Potem zawieźli ją do Richmond i wrócili do Charleston po Elvisa, a następnie udali się na lotnisko, skąd wyczarterowanym samolotem polecieli do Charlotte w Północnej Karolinie. Tam przesiedli się na samolot liniowy Delta do Nowego Jorku i udali na pierwszą próbę do programu "The Steve Alen Show". No karkołomne to, ale w latach 50. nie takie szaleństwa robili.

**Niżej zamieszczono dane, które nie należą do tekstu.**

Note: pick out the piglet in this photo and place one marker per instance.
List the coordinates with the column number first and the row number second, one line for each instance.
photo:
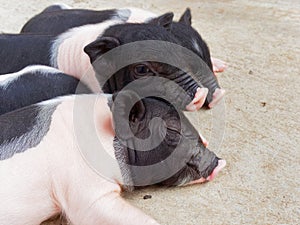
column 69, row 155
column 34, row 84
column 49, row 21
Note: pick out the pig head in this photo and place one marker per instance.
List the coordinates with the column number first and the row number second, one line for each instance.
column 158, row 144
column 119, row 35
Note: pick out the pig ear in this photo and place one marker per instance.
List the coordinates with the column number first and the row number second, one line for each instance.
column 186, row 17
column 164, row 20
column 100, row 46
column 126, row 103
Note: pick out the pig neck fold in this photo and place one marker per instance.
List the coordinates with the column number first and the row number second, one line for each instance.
column 69, row 57
column 67, row 50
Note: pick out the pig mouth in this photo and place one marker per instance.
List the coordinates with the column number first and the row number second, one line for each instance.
column 220, row 166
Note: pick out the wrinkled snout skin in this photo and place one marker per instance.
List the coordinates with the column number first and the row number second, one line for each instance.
column 44, row 173
column 181, row 141
column 49, row 22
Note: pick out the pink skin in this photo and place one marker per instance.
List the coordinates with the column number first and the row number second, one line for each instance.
column 218, row 65
column 72, row 60
column 217, row 97
column 54, row 178
column 198, row 100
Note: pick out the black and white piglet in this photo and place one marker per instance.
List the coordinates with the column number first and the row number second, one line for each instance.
column 55, row 20
column 34, row 84
column 66, row 53
column 43, row 171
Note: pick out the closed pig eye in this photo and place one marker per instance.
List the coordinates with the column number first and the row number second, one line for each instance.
column 142, row 70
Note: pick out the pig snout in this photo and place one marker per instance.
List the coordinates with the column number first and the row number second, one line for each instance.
column 217, row 97
column 201, row 96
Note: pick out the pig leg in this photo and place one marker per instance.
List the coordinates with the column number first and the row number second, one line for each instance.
column 111, row 209
column 221, row 165
column 218, row 65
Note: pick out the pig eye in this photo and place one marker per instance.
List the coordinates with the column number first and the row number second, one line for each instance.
column 141, row 69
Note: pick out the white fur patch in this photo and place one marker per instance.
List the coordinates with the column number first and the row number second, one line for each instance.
column 140, row 15
column 196, row 46
column 6, row 79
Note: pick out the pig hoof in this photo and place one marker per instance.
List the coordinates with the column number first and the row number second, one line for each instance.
column 218, row 65
column 198, row 100
column 217, row 96
column 204, row 141
column 221, row 165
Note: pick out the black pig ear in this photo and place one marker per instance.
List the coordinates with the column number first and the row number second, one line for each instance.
column 164, row 20
column 100, row 46
column 186, row 17
column 124, row 114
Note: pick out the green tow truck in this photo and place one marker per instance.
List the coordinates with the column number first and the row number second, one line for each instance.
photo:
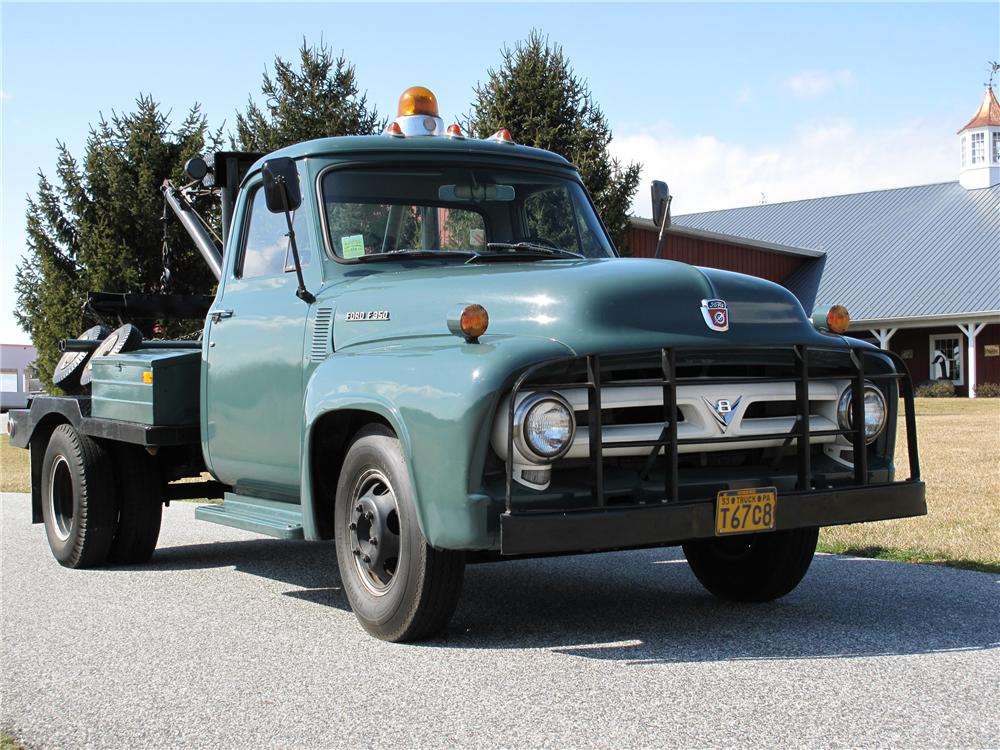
column 425, row 347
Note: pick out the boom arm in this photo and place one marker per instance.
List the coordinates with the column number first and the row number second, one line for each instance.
column 194, row 226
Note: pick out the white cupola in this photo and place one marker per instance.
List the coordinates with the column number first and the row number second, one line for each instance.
column 979, row 141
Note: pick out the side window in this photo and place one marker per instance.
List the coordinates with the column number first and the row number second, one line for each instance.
column 266, row 250
column 550, row 219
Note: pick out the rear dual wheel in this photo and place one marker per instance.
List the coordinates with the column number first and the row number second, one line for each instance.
column 99, row 505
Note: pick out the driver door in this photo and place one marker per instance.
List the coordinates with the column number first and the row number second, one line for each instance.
column 254, row 372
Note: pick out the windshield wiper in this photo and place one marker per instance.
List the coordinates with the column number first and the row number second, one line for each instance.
column 412, row 253
column 531, row 249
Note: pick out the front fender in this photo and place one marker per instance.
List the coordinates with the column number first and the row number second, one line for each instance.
column 439, row 395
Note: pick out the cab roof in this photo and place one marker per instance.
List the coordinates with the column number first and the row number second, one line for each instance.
column 386, row 144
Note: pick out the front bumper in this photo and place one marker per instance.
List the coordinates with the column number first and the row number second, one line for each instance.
column 669, row 523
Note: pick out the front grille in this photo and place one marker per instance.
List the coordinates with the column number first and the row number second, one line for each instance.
column 646, row 416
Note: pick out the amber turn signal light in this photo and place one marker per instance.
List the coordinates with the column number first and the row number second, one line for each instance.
column 417, row 100
column 837, row 319
column 470, row 321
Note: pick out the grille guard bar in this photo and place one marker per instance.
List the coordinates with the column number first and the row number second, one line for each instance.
column 668, row 440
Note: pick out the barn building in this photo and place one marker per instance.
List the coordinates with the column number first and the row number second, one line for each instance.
column 917, row 267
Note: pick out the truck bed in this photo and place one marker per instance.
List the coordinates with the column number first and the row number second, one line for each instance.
column 76, row 410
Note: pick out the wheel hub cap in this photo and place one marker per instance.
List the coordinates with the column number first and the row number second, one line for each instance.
column 374, row 532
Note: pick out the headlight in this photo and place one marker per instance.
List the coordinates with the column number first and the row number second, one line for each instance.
column 875, row 411
column 545, row 424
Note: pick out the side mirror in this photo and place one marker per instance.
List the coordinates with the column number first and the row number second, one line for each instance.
column 660, row 194
column 196, row 168
column 281, row 185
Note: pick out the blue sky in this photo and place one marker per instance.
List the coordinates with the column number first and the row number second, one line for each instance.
column 731, row 104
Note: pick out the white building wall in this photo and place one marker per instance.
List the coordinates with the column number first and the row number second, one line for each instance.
column 14, row 358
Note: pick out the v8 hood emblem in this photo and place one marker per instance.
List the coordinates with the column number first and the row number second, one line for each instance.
column 723, row 410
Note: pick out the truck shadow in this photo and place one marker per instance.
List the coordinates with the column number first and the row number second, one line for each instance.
column 310, row 568
column 645, row 607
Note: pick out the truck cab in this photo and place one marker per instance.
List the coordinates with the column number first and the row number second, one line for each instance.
column 425, row 347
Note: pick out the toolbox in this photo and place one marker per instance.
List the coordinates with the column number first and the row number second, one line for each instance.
column 151, row 386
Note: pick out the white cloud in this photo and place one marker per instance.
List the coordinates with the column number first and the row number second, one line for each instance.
column 812, row 83
column 707, row 173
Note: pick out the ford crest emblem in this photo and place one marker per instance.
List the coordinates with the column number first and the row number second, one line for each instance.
column 716, row 314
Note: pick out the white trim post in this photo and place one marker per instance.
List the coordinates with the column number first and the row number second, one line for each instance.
column 884, row 335
column 971, row 330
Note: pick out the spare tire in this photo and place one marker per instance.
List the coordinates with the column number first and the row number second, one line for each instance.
column 70, row 365
column 123, row 339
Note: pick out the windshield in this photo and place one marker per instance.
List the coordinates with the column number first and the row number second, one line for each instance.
column 377, row 211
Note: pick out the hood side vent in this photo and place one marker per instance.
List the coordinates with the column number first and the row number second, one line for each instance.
column 322, row 343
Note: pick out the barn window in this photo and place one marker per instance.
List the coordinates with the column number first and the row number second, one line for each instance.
column 947, row 360
column 9, row 381
column 978, row 148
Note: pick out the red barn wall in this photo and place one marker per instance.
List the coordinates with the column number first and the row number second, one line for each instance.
column 729, row 257
column 917, row 340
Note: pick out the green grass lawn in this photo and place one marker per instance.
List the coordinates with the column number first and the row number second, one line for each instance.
column 959, row 443
column 15, row 473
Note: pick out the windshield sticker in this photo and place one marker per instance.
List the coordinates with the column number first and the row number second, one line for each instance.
column 353, row 245
column 367, row 315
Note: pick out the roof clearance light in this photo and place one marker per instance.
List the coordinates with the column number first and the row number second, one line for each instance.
column 837, row 319
column 502, row 136
column 417, row 100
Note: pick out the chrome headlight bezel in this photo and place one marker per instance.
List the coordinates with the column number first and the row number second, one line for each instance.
column 845, row 412
column 522, row 417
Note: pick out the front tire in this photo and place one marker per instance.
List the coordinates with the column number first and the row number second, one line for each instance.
column 78, row 498
column 400, row 588
column 754, row 567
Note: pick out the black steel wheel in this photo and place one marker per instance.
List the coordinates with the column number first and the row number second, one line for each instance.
column 78, row 498
column 399, row 587
column 754, row 567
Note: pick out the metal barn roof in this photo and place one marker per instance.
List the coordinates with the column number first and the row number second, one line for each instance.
column 924, row 251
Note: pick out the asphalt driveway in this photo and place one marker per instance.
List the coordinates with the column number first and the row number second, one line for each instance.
column 227, row 639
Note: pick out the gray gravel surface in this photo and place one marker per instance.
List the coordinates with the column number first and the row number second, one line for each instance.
column 227, row 639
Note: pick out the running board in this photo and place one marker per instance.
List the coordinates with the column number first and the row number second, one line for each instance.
column 270, row 517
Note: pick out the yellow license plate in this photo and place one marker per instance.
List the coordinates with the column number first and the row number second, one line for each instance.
column 745, row 511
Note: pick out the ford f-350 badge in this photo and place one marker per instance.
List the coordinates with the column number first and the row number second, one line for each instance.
column 716, row 314
column 367, row 315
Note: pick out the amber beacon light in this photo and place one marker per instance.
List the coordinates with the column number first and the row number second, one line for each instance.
column 834, row 319
column 417, row 100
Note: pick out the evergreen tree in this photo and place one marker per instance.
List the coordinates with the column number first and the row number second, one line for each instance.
column 318, row 100
column 98, row 227
column 536, row 95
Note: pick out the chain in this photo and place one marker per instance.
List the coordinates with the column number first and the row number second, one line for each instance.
column 167, row 254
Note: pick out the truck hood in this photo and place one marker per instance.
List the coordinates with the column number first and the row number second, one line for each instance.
column 588, row 305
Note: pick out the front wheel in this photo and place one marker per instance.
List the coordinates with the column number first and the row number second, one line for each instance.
column 755, row 567
column 400, row 588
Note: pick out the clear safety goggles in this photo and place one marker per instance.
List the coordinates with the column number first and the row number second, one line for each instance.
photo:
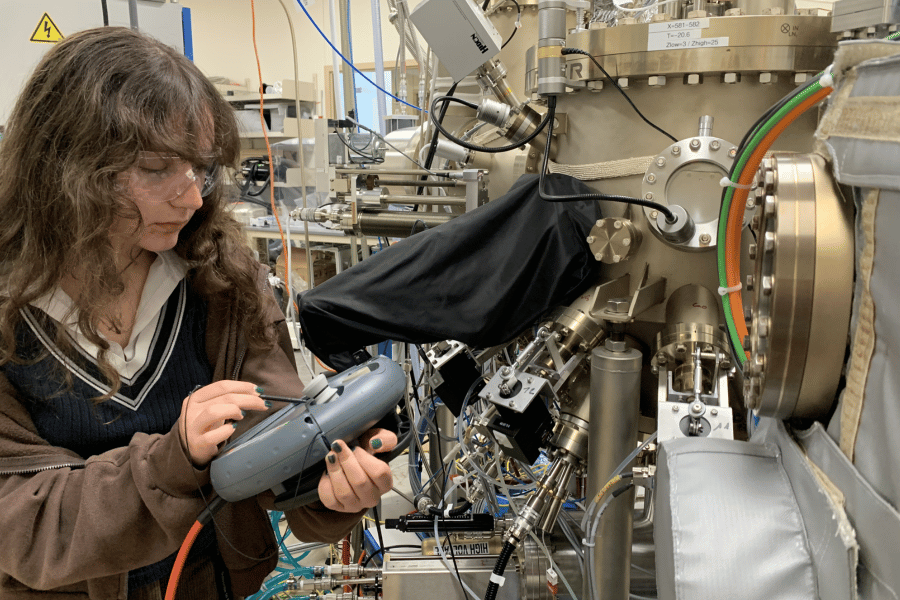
column 159, row 178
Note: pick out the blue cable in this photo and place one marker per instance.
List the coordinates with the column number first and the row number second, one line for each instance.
column 352, row 75
column 338, row 52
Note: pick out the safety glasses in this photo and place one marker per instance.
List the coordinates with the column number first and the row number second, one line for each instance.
column 159, row 178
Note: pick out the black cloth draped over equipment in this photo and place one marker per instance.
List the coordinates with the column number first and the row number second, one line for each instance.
column 481, row 278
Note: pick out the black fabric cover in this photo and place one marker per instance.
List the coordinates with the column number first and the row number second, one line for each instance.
column 481, row 278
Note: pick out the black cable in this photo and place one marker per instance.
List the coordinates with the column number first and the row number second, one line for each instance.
column 476, row 147
column 448, row 98
column 516, row 28
column 566, row 51
column 378, row 527
column 429, row 159
column 373, row 158
column 551, row 103
column 413, row 231
column 499, row 568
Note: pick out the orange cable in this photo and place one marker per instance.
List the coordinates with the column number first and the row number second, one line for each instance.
column 181, row 558
column 262, row 120
column 345, row 559
column 738, row 204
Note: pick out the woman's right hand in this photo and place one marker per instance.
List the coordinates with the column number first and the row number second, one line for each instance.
column 210, row 415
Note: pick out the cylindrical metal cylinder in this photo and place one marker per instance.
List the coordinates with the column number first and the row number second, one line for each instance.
column 397, row 224
column 422, row 200
column 452, row 151
column 705, row 129
column 493, row 112
column 615, row 404
column 551, row 39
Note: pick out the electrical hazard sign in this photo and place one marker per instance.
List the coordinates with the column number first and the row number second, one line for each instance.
column 47, row 31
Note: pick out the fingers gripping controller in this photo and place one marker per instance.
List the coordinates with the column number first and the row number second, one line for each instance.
column 286, row 452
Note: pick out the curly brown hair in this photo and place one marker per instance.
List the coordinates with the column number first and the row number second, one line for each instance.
column 95, row 101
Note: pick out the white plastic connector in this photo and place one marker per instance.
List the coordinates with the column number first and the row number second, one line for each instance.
column 827, row 78
column 725, row 182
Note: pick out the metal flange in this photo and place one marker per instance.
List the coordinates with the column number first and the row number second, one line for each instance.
column 802, row 298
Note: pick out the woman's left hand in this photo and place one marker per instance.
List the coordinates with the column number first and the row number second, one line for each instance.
column 355, row 479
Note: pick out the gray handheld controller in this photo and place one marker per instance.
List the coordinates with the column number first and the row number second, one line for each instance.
column 285, row 453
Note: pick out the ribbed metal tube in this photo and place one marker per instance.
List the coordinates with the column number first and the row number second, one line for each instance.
column 397, row 224
column 615, row 404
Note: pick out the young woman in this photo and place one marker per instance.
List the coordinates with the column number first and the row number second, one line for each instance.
column 136, row 335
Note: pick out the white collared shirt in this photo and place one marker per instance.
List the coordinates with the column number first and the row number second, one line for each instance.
column 166, row 271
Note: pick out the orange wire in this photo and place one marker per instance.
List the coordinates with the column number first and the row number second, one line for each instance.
column 739, row 203
column 181, row 558
column 262, row 120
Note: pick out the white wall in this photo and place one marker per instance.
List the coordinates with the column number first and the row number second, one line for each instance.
column 223, row 42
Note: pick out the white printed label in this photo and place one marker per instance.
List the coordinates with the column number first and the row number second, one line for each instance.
column 476, row 549
column 679, row 25
column 659, row 42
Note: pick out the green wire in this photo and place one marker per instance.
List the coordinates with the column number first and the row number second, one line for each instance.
column 726, row 206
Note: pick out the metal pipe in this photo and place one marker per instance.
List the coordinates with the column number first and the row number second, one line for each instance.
column 551, row 39
column 346, row 70
column 423, row 200
column 335, row 63
column 132, row 15
column 448, row 173
column 377, row 181
column 379, row 66
column 398, row 224
column 615, row 403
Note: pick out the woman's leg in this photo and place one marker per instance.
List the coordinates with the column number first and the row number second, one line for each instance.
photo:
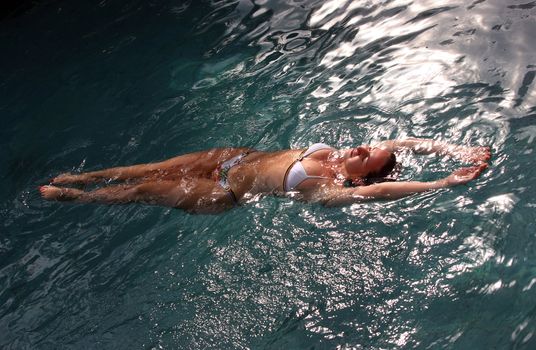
column 197, row 195
column 199, row 163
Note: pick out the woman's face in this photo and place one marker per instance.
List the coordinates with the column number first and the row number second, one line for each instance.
column 363, row 160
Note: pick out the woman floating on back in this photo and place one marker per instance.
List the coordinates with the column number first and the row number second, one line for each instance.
column 218, row 179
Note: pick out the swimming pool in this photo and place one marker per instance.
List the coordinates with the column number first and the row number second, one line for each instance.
column 95, row 85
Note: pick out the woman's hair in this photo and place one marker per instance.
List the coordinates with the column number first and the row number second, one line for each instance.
column 381, row 175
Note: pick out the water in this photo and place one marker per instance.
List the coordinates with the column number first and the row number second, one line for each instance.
column 90, row 85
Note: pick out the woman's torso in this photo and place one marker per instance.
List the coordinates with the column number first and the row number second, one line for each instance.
column 264, row 172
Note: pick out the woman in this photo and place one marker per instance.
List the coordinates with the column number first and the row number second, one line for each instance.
column 215, row 180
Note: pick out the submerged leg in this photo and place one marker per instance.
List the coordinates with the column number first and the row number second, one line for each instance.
column 200, row 163
column 196, row 195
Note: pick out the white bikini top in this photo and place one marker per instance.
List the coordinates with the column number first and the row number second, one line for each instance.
column 296, row 173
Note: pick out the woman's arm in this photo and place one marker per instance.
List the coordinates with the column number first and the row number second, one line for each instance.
column 334, row 196
column 475, row 155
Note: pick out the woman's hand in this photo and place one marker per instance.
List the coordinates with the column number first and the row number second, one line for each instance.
column 464, row 175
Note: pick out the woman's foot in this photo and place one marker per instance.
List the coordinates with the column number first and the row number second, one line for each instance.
column 59, row 194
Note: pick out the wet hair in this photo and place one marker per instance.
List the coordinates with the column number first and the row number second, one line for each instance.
column 386, row 173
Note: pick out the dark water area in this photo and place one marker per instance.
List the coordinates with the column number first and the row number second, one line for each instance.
column 89, row 85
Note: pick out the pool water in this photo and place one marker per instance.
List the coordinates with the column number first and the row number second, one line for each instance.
column 90, row 85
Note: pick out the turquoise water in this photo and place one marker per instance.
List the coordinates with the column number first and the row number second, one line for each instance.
column 98, row 84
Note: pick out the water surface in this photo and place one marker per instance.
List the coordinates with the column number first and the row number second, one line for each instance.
column 92, row 85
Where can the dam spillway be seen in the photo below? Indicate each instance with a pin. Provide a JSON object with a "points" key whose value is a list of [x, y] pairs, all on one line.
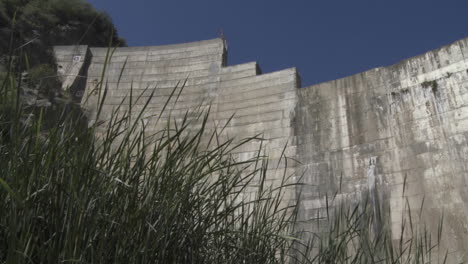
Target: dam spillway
{"points": [[397, 134]]}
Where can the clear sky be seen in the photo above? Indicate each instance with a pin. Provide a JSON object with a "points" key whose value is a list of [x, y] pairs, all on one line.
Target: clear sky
{"points": [[324, 39]]}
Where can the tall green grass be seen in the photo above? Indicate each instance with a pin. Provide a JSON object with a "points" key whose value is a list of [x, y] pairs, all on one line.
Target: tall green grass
{"points": [[67, 196]]}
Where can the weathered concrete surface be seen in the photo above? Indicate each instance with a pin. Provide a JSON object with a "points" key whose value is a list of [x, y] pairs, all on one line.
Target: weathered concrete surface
{"points": [[72, 66], [364, 136], [372, 130]]}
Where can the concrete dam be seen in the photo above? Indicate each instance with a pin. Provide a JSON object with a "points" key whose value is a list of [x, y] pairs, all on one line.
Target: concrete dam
{"points": [[396, 134]]}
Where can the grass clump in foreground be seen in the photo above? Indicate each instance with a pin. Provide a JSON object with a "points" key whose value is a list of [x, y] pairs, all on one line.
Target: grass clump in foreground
{"points": [[67, 197]]}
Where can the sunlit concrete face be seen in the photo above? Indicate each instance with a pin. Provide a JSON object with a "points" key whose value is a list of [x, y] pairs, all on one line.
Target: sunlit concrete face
{"points": [[361, 137]]}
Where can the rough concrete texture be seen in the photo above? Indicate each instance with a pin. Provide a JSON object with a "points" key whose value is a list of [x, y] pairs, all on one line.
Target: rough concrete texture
{"points": [[72, 65], [396, 134]]}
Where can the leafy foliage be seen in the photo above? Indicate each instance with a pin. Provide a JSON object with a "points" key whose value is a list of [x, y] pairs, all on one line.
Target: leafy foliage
{"points": [[36, 25]]}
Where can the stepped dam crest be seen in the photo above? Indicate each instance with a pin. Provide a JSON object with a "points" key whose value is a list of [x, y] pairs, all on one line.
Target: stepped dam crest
{"points": [[397, 135]]}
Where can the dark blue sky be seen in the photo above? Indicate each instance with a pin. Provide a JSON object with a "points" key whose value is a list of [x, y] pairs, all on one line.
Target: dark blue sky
{"points": [[324, 39]]}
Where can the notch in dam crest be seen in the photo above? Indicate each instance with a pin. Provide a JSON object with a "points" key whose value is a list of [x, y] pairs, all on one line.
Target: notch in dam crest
{"points": [[359, 136]]}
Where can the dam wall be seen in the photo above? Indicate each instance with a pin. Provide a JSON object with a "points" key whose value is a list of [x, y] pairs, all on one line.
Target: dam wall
{"points": [[396, 135]]}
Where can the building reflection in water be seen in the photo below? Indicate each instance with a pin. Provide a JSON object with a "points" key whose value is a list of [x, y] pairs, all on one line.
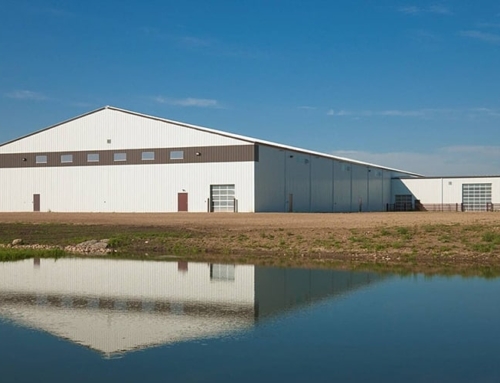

Niemniej pamiętajmy, że Charleston (SC) od Richmond (VA) dzieli 510 km. Więc nawet gdyby się nie zatrzymywali i gnali pustą szosą 130 km na godzinę, to pokonanie tej trasy w dwie strony zajęłoby około 8 godzin. Acz nie wiemy, o której mieli samolot w Charlotte (NC), ani w jaki sposób przemieścili się z Charleston na lotnisko w Charlotte, to z kolei 470 km i 4,5 godziny jazdy samochodem. Aczkolwiek nie rozumiem dlaczego cofali się prawie 500 km, żeby potem lecieć 1500* (z Richmond no Nowego Jorku jest 536 km w przeciwną stronę). Widocznie mimo wszystko podróż dwoma samolotami trwała krócej jak pociągiem bezpośrednio z Richmond.

* 1500 km, bo najpierw wstecz 500 km (z Charleston do Charlotte), skąd do nowego Jorku było 1000 km (z Charlotte do Nowego Jorku).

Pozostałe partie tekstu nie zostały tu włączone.